Vittoria Shortt, chief executive of ASB, told Newstalk ZB's Mike Hosking this morning there would be a significant difference from alert level 4 where it estimated around two-thirds of the economy was functioning.
"We believe there will be a tangible difference and you only have to look at the construction sector, the builders, the tradies, I think they are going to be really excited to get back on the job."
Shortt said it was too soon to tell if some workers would arrive back to find they had no job.
"I think it's too early to tell yet, we are taking some cues from economies that are re-opening like China. It does take a bit of time to get the momentum back. But you have got to start."
Shortt said it had supported over 8000 business customers with around $4b worth of lending and 30,000 retail customers on $8b of lending during the crisis.
"I feel like that is pretty bold. And it is not just making lending available - we have substantially reduced our interest rates so businesses can come in and get an overdraft at 2.95 per cent that is a huge difference on standard interest rates."
ASB is not alone in dropping rates to support business lending.
At least some of the major banks will be charging very low interest rates, one as little as 0.8 per cent, in lending under the $6.25 billion government finance guarantee scheme, and considerably lower rates than they charge on residential mortgages.
ANZ Bank, the nation's largest, told BusinessDesk it doesn't expect to make any money on the BFGS, "even with the government guaranteeing 80 per cent of any losses."
The bank will charge a flat 2.5 percent to all customers borrowing under the scheme and ANZ will waive application, monthly account and line fees, it said.
ASB Bank said it will charge as little as 0.8 per cent and up to 3 per cent on BFGS loans, "dependent on individual customer circumstances."
Kiwibank will also be charging a flat rate on BFGS loans of 2.55 per cent and will be waiving all fees.
BFGS loans are for up to three-years and nine banks have signed up to provide them.
Both ANZ and Kiwibank, and later Westpac, said even before the details were finalised that they would honour the spirit of the scheme.
In announcing it, finance minister Grant Robertson said the scheme was part of the government's measures to help protect businesses, jobs and the economy through the unprecedented coronavirus crisis.
The loans are meant to help businesses with cashflow and operating expenses so that they and their banks have "space to work together through this crisis."
The lowest three-year fixed home mortgages available in the market are 3.19 per cent and 3.20 per cent offered by two Chinese-owned banks while the lowest offered by any of the big four plus Kiwibank is the latter's 3.65 per cent.
ANZ's website shows it charges up to 10.6 per cent, plus an unspecified margin, on business overdrafts – plus a 15 per cent penalty rate if a business exceeds its credit limit – although its corporate indicator rate is 3.15 per cent, plus an unspecified margin. ASB's corporate indicator rate is 3.33 per cent.

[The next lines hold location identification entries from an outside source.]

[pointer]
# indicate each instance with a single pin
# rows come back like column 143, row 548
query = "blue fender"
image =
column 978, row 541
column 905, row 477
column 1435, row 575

Kiwibank's general manager of business banking, Nigel Gaudin, said the reason his bank can offer such a low rate is because the Reserve Bank is providing a dedicated funding line to back the BFGS loans. The government's guarantee is another.

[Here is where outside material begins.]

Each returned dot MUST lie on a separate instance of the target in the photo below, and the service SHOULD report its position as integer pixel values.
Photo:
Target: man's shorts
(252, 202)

The Reserve Bank confirmed that the risk-weighting on the BFGS loans will be much lower than is usually the case on loans to businesses.
"For banks which use the standardised approach, this will see the risk-weight on the eligible lending decrease from 100 per cent to 20 per cent," the RBNZ told BusinessDesk.

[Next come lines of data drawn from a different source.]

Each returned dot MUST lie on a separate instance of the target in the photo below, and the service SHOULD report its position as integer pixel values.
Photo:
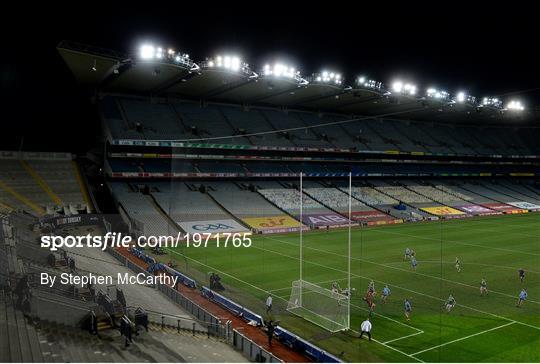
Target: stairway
(18, 338)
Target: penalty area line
(464, 338)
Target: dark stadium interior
(484, 49)
(326, 138)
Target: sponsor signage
(328, 219)
(371, 215)
(212, 226)
(442, 210)
(280, 223)
(507, 209)
(477, 210)
(525, 205)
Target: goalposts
(329, 309)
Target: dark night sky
(486, 50)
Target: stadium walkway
(256, 334)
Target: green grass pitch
(479, 329)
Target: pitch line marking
(464, 338)
(431, 239)
(403, 337)
(392, 348)
(363, 277)
(401, 269)
(408, 290)
(281, 298)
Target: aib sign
(212, 226)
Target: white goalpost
(327, 308)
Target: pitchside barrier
(298, 344)
(212, 323)
(273, 224)
(504, 208)
(155, 266)
(251, 350)
(232, 306)
(525, 205)
(478, 210)
(288, 338)
(444, 211)
(212, 227)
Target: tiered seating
(454, 192)
(60, 176)
(182, 204)
(241, 202)
(220, 167)
(304, 138)
(335, 135)
(190, 121)
(16, 179)
(512, 193)
(140, 208)
(207, 122)
(158, 120)
(335, 199)
(443, 195)
(289, 200)
(480, 189)
(404, 195)
(371, 196)
(250, 122)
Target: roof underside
(112, 72)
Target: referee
(365, 327)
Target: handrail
(173, 316)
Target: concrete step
(4, 341)
(13, 335)
(24, 340)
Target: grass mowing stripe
(408, 290)
(260, 289)
(392, 348)
(400, 269)
(457, 242)
(463, 338)
(403, 337)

In other words, the banks will need just 20 per cent of the capital they normally require to back BFGS loans.
By comparison, the standardised risk-weight on residential mortgages with loan-to-valuation ratios of 80 per cent or less is 35 per cent.
Only the four major banks are allowed to use their own models for calculating capital and ANZ's risk-weightings on corporate loans range from 30 per cent for a small proportion of such lending to 173 per cent for loans in default.
A number of banks had already put special measures in place to support businesses through the crisis well before the BFGS was announced.
Kiwibank, for example, cut the interest rate on business MasterCard accounts from 16.9 per cent to 9.95 per cent from April 15 through to July 15.
Data released by the New Zealand Bankers' Association yesterday showed that since the lockdown began on March 25, the nation's trading banks had provided 13,559 businesses with new loans totalling $5.5 billion, moved to either interest only or reduced principal repayments and interest on $17.4b of existing loans to 13,549 businesses, and that a further 3,053 businesses had deferred all repayments on $1.6b of loans.
None of that lending was under the BFGS. When it was announced on April 2 and the details were still being finalised, the NZBA said the banks would follow their normal credit assessment processes which usually took about 10 working days.
"We're trying to embrace the essence of why the scheme has been put in place," Kiwibank's Gaudin told BusinessDesk.
He noted the rules of the scheme mean any temporary or emergency lending since March 16 can be repaid with BFGS money.